Well, if the clock strikes midnight and the date on the calendar reads Aug. 16 with highly rated Chicago Blackhawks‘ forward prospect out of Boston College, Kevin Hayes, not signed to a contract, Hayes becomes an unrestricted free agent. And according to Larry Brooks of the New York Post, the Rangers have showed much interest in Hayes and will be one of the finalists to try to sing him to a two-year deal worth around $800K.
While Hayes and the Blackhawks will continue to negotiate up until Aug. 16, according to reports it is becoming more and more likely that the two sides will not come to terms on a new contract.
Now the bad news is that the Rangers of course will have to battle other teams for the prized 22-year-old prospect out of Boston College who recorded 65 points in 40 games last season, but the good news is that base salary will not be the deciding factor. Because of NHL rules, the most any team can pay Hayes is less than $1 million. However, this number does not include incentives, which will be a major factor in Hayes’ decision, plus his choice of which team he likes better and wants to play for more.

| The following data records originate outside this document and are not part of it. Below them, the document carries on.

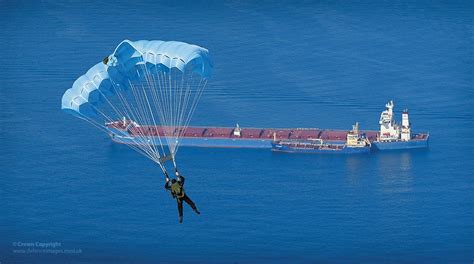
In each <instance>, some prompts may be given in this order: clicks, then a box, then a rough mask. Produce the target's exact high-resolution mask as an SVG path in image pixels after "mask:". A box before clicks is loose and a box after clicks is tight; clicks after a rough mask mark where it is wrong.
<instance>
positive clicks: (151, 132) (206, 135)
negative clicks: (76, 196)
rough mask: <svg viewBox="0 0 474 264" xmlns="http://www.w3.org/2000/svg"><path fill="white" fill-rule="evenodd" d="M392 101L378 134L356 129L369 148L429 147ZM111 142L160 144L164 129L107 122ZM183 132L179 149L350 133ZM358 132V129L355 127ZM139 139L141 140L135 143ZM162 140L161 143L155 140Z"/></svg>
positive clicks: (409, 148)
mask: <svg viewBox="0 0 474 264" xmlns="http://www.w3.org/2000/svg"><path fill="white" fill-rule="evenodd" d="M393 106H394V105H393V101H390V102H389V103H387V105H386V109H385V110H384V111H383V112H382V114H381V118H380V122H379V123H380V131H376V130H361V131H359V130H358V133H360V134H361V135H363V137H364V140H367V142H369V143H370V145H371V149H374V150H375V149H376V150H389V149H410V148H426V147H428V138H429V135H428V133H417V134H412V133H411V128H410V123H409V121H408V111H404V112H403V115H402V125H401V126H399V125H398V124H397V123H396V122H395V121H394V120H393ZM106 128H107V130H108V133H109V135H110V136H111V138H112V140H113V141H114V142H117V143H121V144H128V145H133V144H138V143H137V142H144V141H147V142H152V141H154V142H161V141H163V138H164V137H165V131H169V129H168V128H167V127H164V126H150V125H140V124H137V123H136V122H134V121H133V120H127V119H125V118H124V119H123V120H119V121H114V122H110V123H106ZM179 129H181V130H182V131H176V133H181V134H182V136H181V137H180V138H179V144H180V146H187V147H208V148H263V149H272V148H274V146H275V145H277V144H278V142H280V143H281V142H287V141H291V142H293V143H295V142H296V143H297V142H303V143H304V142H306V143H307V142H312V141H315V140H321V141H323V142H324V143H325V144H339V145H344V144H346V143H347V138H348V134H350V133H351V131H347V130H334V129H320V128H242V127H240V126H239V125H238V124H237V125H236V126H235V127H199V126H193V127H187V128H177V130H179ZM357 129H358V128H357ZM137 138H139V139H140V140H137ZM157 138H161V141H159V140H157Z"/></svg>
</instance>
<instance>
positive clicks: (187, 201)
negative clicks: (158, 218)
mask: <svg viewBox="0 0 474 264" xmlns="http://www.w3.org/2000/svg"><path fill="white" fill-rule="evenodd" d="M176 181H177V183H178V184H179V185H181V192H182V193H183V197H181V198H179V197H177V196H176V194H174V193H173V192H172V191H171V185H172V184H171V181H168V182H166V183H165V189H166V190H168V191H171V194H172V195H173V197H174V198H176V202H177V203H178V213H179V217H183V201H185V202H186V203H187V204H189V206H191V208H193V210H194V211H197V208H196V205H195V204H194V202H193V201H192V200H191V199H190V198H189V197H188V195H186V192H185V191H184V177H183V176H178V177H177V180H176Z"/></svg>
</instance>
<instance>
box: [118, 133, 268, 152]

The Rangers may not be able to guarantee him top-six minutes like other teams can, such as the Calgary Flames, who are also rumored to be in the Hayes’ sweepstakes all the way until the end, but the Rangers can offer him more incentives — and I just don’t mean money wise. For example, a lot of players have incentives in their contracts, like if a certain amount of goals are scored during the season by that player then he receives bonus money that does not count against the salary cap. Not only can the Rangers offer Hayes money incentives, but they can also offer him a legitimate chance to make the bottom six starting roster right out of training camp on a team that made it to the Stanley Cup Final last season. He’ll have the ability to work his way up lines, a chance to play in the biggest sports market in the United States and a chance to play with his former line mate at Boston College, that being Chris Kreider, which the Rangers are probably hoping to be the deciding factor for Hayes.
It still remains to be seen whether Hayes will be a Ranger when Aug. 16 comes around in less than a month. What I know is that if I was the GM I would just promise Hayes the works, because what do the Rangers have to lose by doing so?
Unfortunately for me, I am not the Rangers’ GM, but what I do know about the real Rangers GM Glen Sather is that if he says he has much interest in a player then that means he will try his absolute hardest to convince Hayes to put on a Rangers’ sweater for this upcoming season.